© VNU eMedia Inc. Hollywood Reporter November 30, 2007
By Carl DiOrio
The ball has inched forward; how close things got to the goal line is less clear.
The Alliance of Motion Picture & Television Producers on Thursday advanced new proposals on new-media compensation in its contract with the WGA. Management will be watching for signs of any receptivity to the concessions, but AMPTP negotiators have grown increasingly pessimistic that talks can yield a deal anytime soon, and early signs were that the WGA was underwhelmed by the latest management tweaks.
Only select details were available about the new AMPTP proposals, but they involved at least two key areas of writer compensation for new-media content: ad-supported content created for film or TV and then streamed for free, and content originated on the Internet or mobile platforms, usually derived from film or TV franchises. The proposals did not feature any expansion of existing residuals for fee-based downloads of films or TV shows, also known as electronic sell-through.
After negotiations had concluded for the day, the AMPTP put out a statement saying the parties had agreed to reconvene Tuesday morning. The studio group also calculated what its latest proposals meant in potential gains by writers, dubbing its package of proposals on new-media compensation the "New Economic Partnership."
"The entire value of the (package) will deliver more than $130 million in additional compensation above and beyond the more than $1.3 billion writers already receive each year," the AMPTP said. "In response, the WGA has asked for time to study the proposals. While we strongly preferred to continue discussions, we respect and understand the WGA's desire to review the proposals."
The WGA also has been concerned about a "promotional window" studios want penciled into any compensation agreement on streamed content, with management seeking the right to distribute such content for months, or at least several weeks, without triggering residual payments. There was no indication of whether the matter had been addressed.
One additional area that was addressed was TV scribes' pay for content distributed over digital broadcast channels. Currently, they do not receive extra pay for such usage, but the AMPTP has proposed paying first-time residuals under an unspecified new formula, an AMPTP spokeswoman said.
A press blackout that had been in place during bargaining sessions held earlier this week has been lifted at the WGA's request, the management spokeswoman said.
"Our inability to communicate with our members has left a vacuum of information that has been filled with rumors, both well-intentioned and deceptive," the WGA said Thursday night. "Among the rumors was the assertion that the AMPTP had a groundbreaking proposal that would make this negotiation a 'done deal.' In fact, for the first three days of this week, the companies presented in essence their Nov. 4 package with not an iota of movement on any of the issues that matter to writers.
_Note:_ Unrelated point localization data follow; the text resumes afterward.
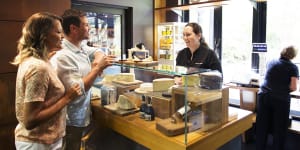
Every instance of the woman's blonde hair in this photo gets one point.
(289, 52)
(34, 32)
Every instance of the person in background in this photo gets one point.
(274, 100)
(73, 65)
(40, 95)
(197, 53)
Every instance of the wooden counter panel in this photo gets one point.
(145, 133)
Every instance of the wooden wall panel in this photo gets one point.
(7, 98)
(11, 32)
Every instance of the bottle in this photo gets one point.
(149, 113)
(179, 114)
(143, 107)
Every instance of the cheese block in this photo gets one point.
(125, 103)
(146, 87)
(126, 77)
(191, 80)
(162, 84)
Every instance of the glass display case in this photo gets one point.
(170, 41)
(181, 110)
"Thursday morning, the first new proposal was finally presented to us," the guild added. "For streaming television episodes, the companies proposed a residual structure of a single fixed payment of less than $250 for a year's reuse of an hourlong program (compared to over $20,000 payable for a network rerun). For theatrical product, they are offering no residuals whatsoever for streaming. For made-for-Internet material, they offered minimums that would allow a studio to produce up to a 15-minute episode of network-derived Web content for a script fee of $1,300. They continued to refuse to grant jurisdiction over original content for the Internet."
Meanwhile, it also emerged Thursday that federal mediator Juan Carlos Gonzales hasn't been on hand for any of the sessions held since talks resumed Monday. Rather, CAA partner Bryan Lourd has taken up roost at the undisclosed site of the talks, meeting separately with labor and management negotiators when they emerge from brief negotiating sessions to caucus among themselves.
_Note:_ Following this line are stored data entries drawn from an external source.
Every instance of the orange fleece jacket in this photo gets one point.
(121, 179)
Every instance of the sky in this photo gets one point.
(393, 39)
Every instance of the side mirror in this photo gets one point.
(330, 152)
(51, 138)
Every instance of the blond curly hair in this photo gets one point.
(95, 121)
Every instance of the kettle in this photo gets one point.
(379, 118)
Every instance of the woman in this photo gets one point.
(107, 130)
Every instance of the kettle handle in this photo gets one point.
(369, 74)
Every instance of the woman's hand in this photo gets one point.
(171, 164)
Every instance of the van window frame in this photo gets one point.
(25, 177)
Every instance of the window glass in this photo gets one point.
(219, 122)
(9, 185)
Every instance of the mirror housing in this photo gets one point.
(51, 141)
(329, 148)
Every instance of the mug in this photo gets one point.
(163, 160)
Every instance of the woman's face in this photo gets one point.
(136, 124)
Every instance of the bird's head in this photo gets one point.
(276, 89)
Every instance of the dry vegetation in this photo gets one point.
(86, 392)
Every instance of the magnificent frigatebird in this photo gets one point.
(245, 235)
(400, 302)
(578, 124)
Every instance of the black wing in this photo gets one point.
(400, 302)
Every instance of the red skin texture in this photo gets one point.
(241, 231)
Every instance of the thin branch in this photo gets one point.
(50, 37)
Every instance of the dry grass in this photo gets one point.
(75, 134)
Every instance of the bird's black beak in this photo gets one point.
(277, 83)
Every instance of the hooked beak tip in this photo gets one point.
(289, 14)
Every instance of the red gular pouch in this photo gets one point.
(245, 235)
"I think it's good to have an adult in the mix, so to speak, to keep everybody from falling apart," one top management insider said. "But from what I've heard, it is not moving productively."
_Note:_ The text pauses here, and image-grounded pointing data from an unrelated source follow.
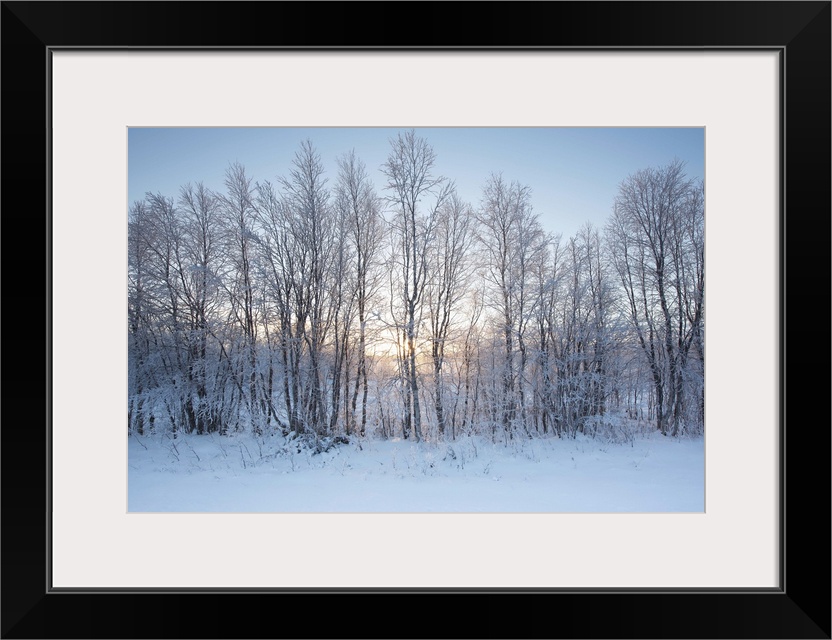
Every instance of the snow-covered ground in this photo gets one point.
(247, 474)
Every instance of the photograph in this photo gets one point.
(415, 309)
(416, 320)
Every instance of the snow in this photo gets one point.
(268, 474)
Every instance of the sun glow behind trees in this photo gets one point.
(325, 304)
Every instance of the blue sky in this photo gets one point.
(574, 173)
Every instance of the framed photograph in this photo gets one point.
(84, 80)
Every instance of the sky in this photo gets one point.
(573, 173)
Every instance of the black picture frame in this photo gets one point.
(799, 608)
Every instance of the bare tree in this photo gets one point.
(359, 209)
(417, 196)
(655, 251)
(446, 286)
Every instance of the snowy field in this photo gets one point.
(268, 474)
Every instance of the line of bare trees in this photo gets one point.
(326, 308)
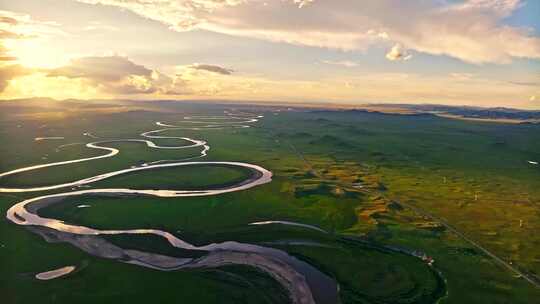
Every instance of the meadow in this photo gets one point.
(351, 173)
Said another such source: "It's very glacial. Bryan Lourd is acting like a mediator, but I think he's been very frustrated with the writers."
Tuesday now becomes a critical day for the tense negotiations. How the writers formally respond at the bargaining table -- and how management feels about that response to their latest proposals -- could begin to shape any one of three basic scenarios:
Progress proves within reach, and a deal is struck in coming days or weeks.
Progress is made, but the complexity of issues prompts a return to work by striking writers while negotiations slog forward.
Impasse on key issues appears inevitable, and the AMPTP turns its attention to contract talks with the DGA.
At least one well-placed source said things have gone poorly enough this week that the last possibility appears the most likely. Such a scenario would see the AMPTP bank on a quick and easy deal with directors that might be used as a template for eventual new deals with the WGA and SAG.
The DGA and SAG have AMPTP pacts running through June 30. The actors aren't expected to engage in talks while the WGA is on strike, but the directors are ready to begin early negotiations if it becomes clear that the WGA and AMPTP are at impasse.
The DGA was poised to do just that a few weeks after the WGA's contract expired Oct. 31 and the writers strike began five days later. But the directors group retrenched to a watch-and-wait posture after the WGA and AMPTP agreed to resume bargaining.